Recently, while visiting with an Irish friend, I recounted the story of a boy in my son’s class in France. I told of how this child had been relentlessly bullied by his peers, perhaps even emboldened by their teacher who often singled him out (negatively) in class, until he no longer wanted to go to school. He was in Kindergarten. In our ensuing conversation about the differences between schools here and in Europe where she grew up, I said that I wished more attention had been paid to the children’s social and emotional development in their French school. Suddenly, a wry little smirk spread across my friend’s face and she responded tartly, “Not me—that’s my job! The teacher is meant to handle the academics.”
So, which is it? As parents, many of us may be asking the same question about social emotional learning, or SEL. I eagerly anticipated the SEL Workshop lead by Kate Lussen to learn exactly how ISTP was integrating SEL into the curriculum. Was it going to be a bunch of touchy-feely mumbo jumbo or would it hold promise?

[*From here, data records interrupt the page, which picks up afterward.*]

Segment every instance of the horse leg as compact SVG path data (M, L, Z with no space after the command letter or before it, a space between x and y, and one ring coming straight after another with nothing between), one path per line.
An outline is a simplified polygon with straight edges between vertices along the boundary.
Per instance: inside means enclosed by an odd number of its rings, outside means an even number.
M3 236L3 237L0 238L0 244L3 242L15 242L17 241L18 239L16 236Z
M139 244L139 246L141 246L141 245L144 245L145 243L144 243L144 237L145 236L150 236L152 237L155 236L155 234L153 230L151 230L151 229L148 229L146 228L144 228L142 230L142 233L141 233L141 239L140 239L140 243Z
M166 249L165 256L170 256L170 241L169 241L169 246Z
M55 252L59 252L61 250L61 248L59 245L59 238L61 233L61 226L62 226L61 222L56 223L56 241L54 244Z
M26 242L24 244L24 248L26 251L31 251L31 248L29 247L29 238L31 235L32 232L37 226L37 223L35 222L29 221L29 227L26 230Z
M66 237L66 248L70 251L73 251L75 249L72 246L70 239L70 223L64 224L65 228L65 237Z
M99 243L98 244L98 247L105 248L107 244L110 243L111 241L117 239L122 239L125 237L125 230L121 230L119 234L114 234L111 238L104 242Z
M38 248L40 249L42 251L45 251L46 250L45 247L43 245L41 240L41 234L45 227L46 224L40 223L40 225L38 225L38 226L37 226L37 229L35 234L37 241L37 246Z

Upon arrival, Kate handed each workshop participant a straight metal wire approximately 18 inches long. She then asked us to think about our day, week, month or year and shape the wire to represent how we felt about the time period we selected. As I glanced around the room, there were many wires that resembled the Dow Jones Industrial Average. But, there was also a knot, a heart and a question mark, among others. We were then asked to share our creation with our neighbor and, finally, to reflect upon the experience. In just a few minutes, we were able to check-in with ourselves, our neighbors, make connections, and empathize. This quick check-in is an example of one of the many tools available to teachers in their SEL toolbox, helping to identify the language of emotions—moving beyond mad, sad, and glad to enthusiastic, proud, anxious, intimidated, appreciative, frustrated, confused or excited. What impressed me the most about the SEL curriculum selected by ISTP is that is it builds a common vocabulary across languages and cultures, can be naturally infused into the curriculum, and can be adapted to be developmentally appropriate.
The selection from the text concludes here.